The volume of the reported spill kept climbing as reports first came in. As of 2:18 p.m., last Friday, Supervisor Hahn’s office put its volume between 6 and 7 million gallons.
Fortunately, Seal Beach didn’t need authorization from the state government to close the beaches for the emergency. “So they don’t need the Coastal Commission’s authorization,” wrote Noaki Schwartz, public information officer for the CCC.
“These closures are done under the authority of the County Environmental/Public Health agency,” Schwartz wrote.
Sen. Umberg said there was a role for the Coastal Commission to play in preventing sewage spills. He said the question is, what role can they play in infrastructure repairs and replacement that doesn’t require years of permitting.
The California Water Resources Boards have a program to address sewage spills. “As far as preventing these spills, the Water Boards regulate the amount of waste that can be discharged, require permits that lists those standards, impose fines and other penalties when unauthorized discharges exceed those limits,” wrote Ailene Voisin, public information officer for the Water Boards, in a Jan. 3 email.
What about financial assistance for cities affected by the spill?
“We had the Clean Beaches Initiative Grant Program for many years, but the funding for that program is essentially exhausted,” Voisin wrote.
The remaining funds were rolled into the Stormwater Grant Program. You can find out more about the SWGP at Financial Assistance Programs – Grants and Loans – CLEAN BEACHES INITIATIVE GRANT PROGRAM | California State Water Resources Control Board,” Voisin wrote.

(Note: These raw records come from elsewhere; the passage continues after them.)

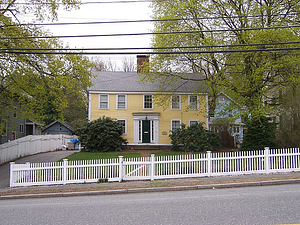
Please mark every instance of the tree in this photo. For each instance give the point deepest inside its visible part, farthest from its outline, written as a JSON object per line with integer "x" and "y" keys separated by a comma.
{"x": 37, "y": 83}
{"x": 288, "y": 134}
{"x": 194, "y": 139}
{"x": 101, "y": 135}
{"x": 101, "y": 64}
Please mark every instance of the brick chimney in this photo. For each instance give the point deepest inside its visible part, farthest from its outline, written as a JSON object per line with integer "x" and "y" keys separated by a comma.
{"x": 142, "y": 64}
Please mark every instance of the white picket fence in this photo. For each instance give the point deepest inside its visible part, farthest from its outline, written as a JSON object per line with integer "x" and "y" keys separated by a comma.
{"x": 151, "y": 168}
{"x": 32, "y": 144}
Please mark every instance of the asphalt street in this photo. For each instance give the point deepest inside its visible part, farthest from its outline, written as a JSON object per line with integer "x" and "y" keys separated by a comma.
{"x": 277, "y": 204}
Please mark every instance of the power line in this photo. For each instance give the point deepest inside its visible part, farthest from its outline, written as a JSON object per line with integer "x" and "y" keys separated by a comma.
{"x": 86, "y": 3}
{"x": 152, "y": 53}
{"x": 152, "y": 48}
{"x": 150, "y": 33}
{"x": 134, "y": 21}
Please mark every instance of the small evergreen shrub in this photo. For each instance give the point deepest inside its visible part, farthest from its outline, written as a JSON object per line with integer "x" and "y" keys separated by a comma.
{"x": 260, "y": 133}
{"x": 194, "y": 139}
{"x": 101, "y": 135}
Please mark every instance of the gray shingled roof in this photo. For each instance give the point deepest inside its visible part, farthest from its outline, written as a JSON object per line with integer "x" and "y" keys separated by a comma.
{"x": 130, "y": 82}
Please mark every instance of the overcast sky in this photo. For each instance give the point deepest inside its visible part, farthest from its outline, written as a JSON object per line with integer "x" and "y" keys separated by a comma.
{"x": 105, "y": 12}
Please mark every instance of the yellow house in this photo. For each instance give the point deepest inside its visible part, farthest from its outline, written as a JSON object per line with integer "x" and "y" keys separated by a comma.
{"x": 121, "y": 96}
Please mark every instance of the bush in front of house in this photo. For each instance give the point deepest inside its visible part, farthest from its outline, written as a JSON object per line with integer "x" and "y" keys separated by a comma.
{"x": 194, "y": 138}
{"x": 260, "y": 134}
{"x": 101, "y": 135}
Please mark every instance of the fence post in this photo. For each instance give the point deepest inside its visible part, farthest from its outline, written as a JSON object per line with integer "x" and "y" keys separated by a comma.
{"x": 209, "y": 163}
{"x": 65, "y": 163}
{"x": 152, "y": 166}
{"x": 120, "y": 168}
{"x": 267, "y": 159}
{"x": 11, "y": 173}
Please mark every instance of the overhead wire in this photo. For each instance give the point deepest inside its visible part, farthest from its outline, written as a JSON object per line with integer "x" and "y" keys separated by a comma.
{"x": 153, "y": 53}
{"x": 133, "y": 21}
{"x": 151, "y": 48}
{"x": 149, "y": 33}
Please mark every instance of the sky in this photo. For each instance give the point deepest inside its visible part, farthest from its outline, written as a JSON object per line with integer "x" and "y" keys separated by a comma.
{"x": 105, "y": 12}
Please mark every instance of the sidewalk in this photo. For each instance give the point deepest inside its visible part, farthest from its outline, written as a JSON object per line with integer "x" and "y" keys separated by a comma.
{"x": 132, "y": 186}
{"x": 149, "y": 186}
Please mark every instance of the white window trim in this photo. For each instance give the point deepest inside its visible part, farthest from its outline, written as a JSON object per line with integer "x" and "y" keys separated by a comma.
{"x": 190, "y": 105}
{"x": 21, "y": 127}
{"x": 107, "y": 102}
{"x": 125, "y": 125}
{"x": 172, "y": 102}
{"x": 144, "y": 102}
{"x": 193, "y": 121}
{"x": 172, "y": 123}
{"x": 117, "y": 101}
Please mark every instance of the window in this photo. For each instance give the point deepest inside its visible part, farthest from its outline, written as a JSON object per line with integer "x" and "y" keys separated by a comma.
{"x": 103, "y": 101}
{"x": 175, "y": 102}
{"x": 193, "y": 102}
{"x": 193, "y": 122}
{"x": 148, "y": 102}
{"x": 235, "y": 129}
{"x": 123, "y": 123}
{"x": 175, "y": 124}
{"x": 21, "y": 128}
{"x": 15, "y": 112}
{"x": 121, "y": 101}
{"x": 221, "y": 99}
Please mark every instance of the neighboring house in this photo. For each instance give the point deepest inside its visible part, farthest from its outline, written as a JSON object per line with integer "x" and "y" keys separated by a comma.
{"x": 18, "y": 128}
{"x": 235, "y": 128}
{"x": 58, "y": 127}
{"x": 121, "y": 96}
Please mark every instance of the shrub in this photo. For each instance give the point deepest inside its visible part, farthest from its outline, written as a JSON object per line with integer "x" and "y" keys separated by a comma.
{"x": 101, "y": 135}
{"x": 194, "y": 139}
{"x": 260, "y": 133}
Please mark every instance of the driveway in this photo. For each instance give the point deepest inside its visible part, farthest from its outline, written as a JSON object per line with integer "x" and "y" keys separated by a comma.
{"x": 42, "y": 157}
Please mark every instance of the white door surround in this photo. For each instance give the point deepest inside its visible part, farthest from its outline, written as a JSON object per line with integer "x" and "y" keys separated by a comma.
{"x": 154, "y": 127}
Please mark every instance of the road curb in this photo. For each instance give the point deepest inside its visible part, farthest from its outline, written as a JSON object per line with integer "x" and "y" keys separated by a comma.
{"x": 156, "y": 189}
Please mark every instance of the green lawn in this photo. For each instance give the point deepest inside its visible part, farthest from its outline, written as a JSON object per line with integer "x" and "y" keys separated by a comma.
{"x": 100, "y": 155}
{"x": 167, "y": 153}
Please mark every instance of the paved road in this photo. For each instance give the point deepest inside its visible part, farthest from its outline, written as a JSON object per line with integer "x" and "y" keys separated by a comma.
{"x": 42, "y": 157}
{"x": 253, "y": 205}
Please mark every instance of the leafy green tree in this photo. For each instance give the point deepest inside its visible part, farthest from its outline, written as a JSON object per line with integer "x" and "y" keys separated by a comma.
{"x": 288, "y": 134}
{"x": 194, "y": 139}
{"x": 101, "y": 135}
{"x": 250, "y": 33}
{"x": 38, "y": 84}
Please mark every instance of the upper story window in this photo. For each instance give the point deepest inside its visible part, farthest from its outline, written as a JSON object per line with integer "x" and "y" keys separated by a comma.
{"x": 123, "y": 123}
{"x": 193, "y": 102}
{"x": 175, "y": 102}
{"x": 148, "y": 104}
{"x": 103, "y": 101}
{"x": 221, "y": 99}
{"x": 121, "y": 101}
{"x": 21, "y": 128}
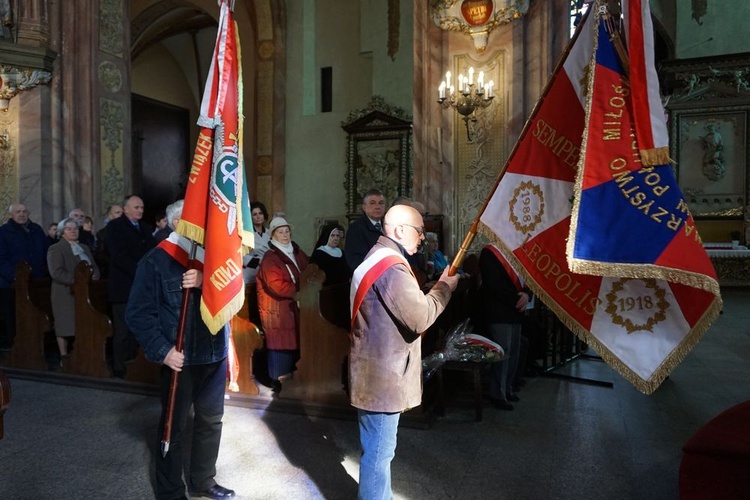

“The CBI program provided grants for projects that prevent spills, such as the incident in Orange Co., or projects that eliminate other sources of beach water pollution; CBI grants weren’t for responding to spills. That would be the responsibility of the County or the party that caused the spill,” Voisin wrote.
“We do have Clean Water SRF funds that can fix sewer problems. If the spill was the result if inadequate or structurally deficient sewer line that needed to be replaced or repaired, we could provide CWSRF loan funding. If the spill was caused by inadequate cleaning that caused the line to backup, then that’s the sewer district’s responsibility,” Voisin wrote.